Neste artigo, o professor Luca Bussotti argumenta das possibilidades ou
não de uma volta ao estado de guerra em Moçambique, em verdade as
diferenças políticas entre a Renamo e a Frelimo serão diminuídas numa
época pós Guerra Fria de acordo com os interesses do capital, num mundo
não mais bipolar.
A situação no país é tensa. O governo fechou todas as vias de diálogo
com o principal partido da oposição, que agora parece estar contemplando
um retorno à guerra.
A situação política em Moçambique é agitada. Ao nascer do sol em 4 de
abril de 2013, um grupo de cerca de 200 membros da Renamo (Resistência
Nacional de Moçambique, o principal partido da oposição) organizou uma
reunião em Muxungue (Chibabava, província de Sofala).
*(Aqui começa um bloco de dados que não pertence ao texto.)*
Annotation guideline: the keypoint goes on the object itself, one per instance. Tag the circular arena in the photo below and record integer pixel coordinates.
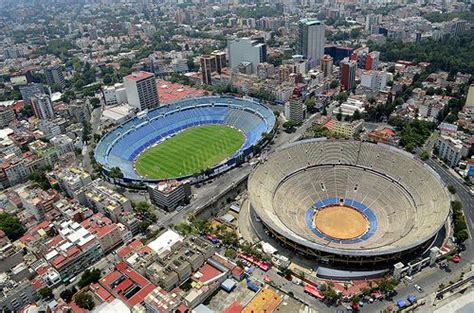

A FIR (Polícia de
Intervenção Rápida), em seguida, entrou na sala de reunião, a fim de
dispersar as pessoas. Parece que uma mulher morreu. Como reação, na
noite do mesmo dia, um grupo Renamo atacou o Quartel da Polícia. Cinco
pessoas morreram e 11 ficaram feridas.
O discurso político da Renamo, nos últimos meses, tem sido o seguinte:
se a atitude da Frelimo não vai mudar, voltaremos à guerra. Como
primeiro objetivo, a Renamo e o seu chefe, Afonso Dhlakama, querem
boicotar a próxima eleição local, marcada para novembro próximo. Mas o
partido no poder, Frelimo, nunca considerou estas ameaças a sério.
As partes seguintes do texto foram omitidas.